Proposals for a savings and investment strategy are due to be brought to Government by Easter, according to Tánaiste Simon Harris.
The Fine Gael leader has floated the idea of mechanisms designed to encourage some €170 billion in household deposits into financial markets.
Harris told a meeting of his party’s TDs and Senators of proposals to introduce a savings and investment account, saying he hoped to outline a framework in the near future, with officials in the Department of Finance working to establish a savings and investment forum to consult on the plan.
Harris, who is Minister for Finance, told the meeting that he wanted to deliver the project over two budgets, with officials now tasked to examine how other countries such as Sweden and Canada have brought in such a model.
The aim, he said, was to allow people from all backgrounds to invest their savings, telling his party that people who had saved for their family’s futures should not be penalised for doing so.
At the parliamentary party meeting last week he said that Central Bank governor Gabriel Makhlouf had written to him after his appointment as Minister for Finance encouraging the Government to take steps to enable greater participation by households in financial markets.
Government sources have previously downplayed any suggestion the initiative under consideration was similar to a special savings incentive account (SSIA) scheme similar to that put in place 25 years ago by former Fianna Fáil minister for finance Charlie McCreevy.
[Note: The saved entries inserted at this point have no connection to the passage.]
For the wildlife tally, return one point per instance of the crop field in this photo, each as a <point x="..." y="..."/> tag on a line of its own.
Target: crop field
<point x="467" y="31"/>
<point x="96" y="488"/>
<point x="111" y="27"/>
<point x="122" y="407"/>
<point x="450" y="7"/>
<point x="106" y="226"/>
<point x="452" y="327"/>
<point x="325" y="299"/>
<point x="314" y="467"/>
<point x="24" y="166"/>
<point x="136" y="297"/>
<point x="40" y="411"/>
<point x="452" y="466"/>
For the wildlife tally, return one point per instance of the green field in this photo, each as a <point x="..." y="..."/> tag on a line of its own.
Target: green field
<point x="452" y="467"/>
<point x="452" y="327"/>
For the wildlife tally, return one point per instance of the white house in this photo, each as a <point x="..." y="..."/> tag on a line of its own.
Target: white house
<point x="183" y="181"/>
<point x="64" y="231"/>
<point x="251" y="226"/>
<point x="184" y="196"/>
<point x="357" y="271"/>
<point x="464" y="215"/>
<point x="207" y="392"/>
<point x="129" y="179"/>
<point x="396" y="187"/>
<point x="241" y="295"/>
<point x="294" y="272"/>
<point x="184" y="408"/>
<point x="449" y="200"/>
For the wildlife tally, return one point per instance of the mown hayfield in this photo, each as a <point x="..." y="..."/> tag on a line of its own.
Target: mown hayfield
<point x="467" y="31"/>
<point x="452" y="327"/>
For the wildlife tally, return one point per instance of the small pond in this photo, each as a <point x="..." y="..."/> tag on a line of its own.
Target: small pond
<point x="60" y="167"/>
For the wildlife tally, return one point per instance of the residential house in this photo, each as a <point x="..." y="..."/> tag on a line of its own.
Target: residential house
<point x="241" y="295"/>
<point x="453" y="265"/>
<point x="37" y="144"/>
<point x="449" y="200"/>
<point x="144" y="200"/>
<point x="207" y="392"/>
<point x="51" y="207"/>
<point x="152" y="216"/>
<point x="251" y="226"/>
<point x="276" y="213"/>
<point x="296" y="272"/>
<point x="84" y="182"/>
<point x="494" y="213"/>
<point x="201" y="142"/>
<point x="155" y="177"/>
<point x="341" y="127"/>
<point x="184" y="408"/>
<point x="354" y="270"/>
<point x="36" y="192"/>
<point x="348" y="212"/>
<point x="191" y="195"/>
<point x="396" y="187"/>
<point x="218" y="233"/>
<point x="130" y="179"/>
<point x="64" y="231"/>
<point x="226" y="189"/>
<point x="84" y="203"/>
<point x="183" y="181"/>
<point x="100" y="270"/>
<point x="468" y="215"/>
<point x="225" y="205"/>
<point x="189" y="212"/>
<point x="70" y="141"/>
Under that scheme, participants received a 25 per cent government top-up on their investment.
Harris told RTÉ’s This Week programme on Sunday that the area was complex and would have to look at tax issues and the amount that participants could put into an account, potentially tax-free.
[ Harris sketches out incentivised savings scheme to help ‘middle classes’Opens in new window ]
He indicated that it could also look at “the idea that you might actually be able to have a lower rate tax or how to deal with issues like deemed disposal as it’s called. There’s a whole variety of issues here.”
Deemed disposal is a 38 per cent “exit tax” that applies to investments in Irish-domiciled investment funds and life assurance products, as well as equivalent offshore funds and certain foreign life assurance products.
Harris said: “The only people who can actually make a bit of money on their investments are the uber wealthy. Now, I want the middle classes to have an opportunity here … This is about making their money work for them.”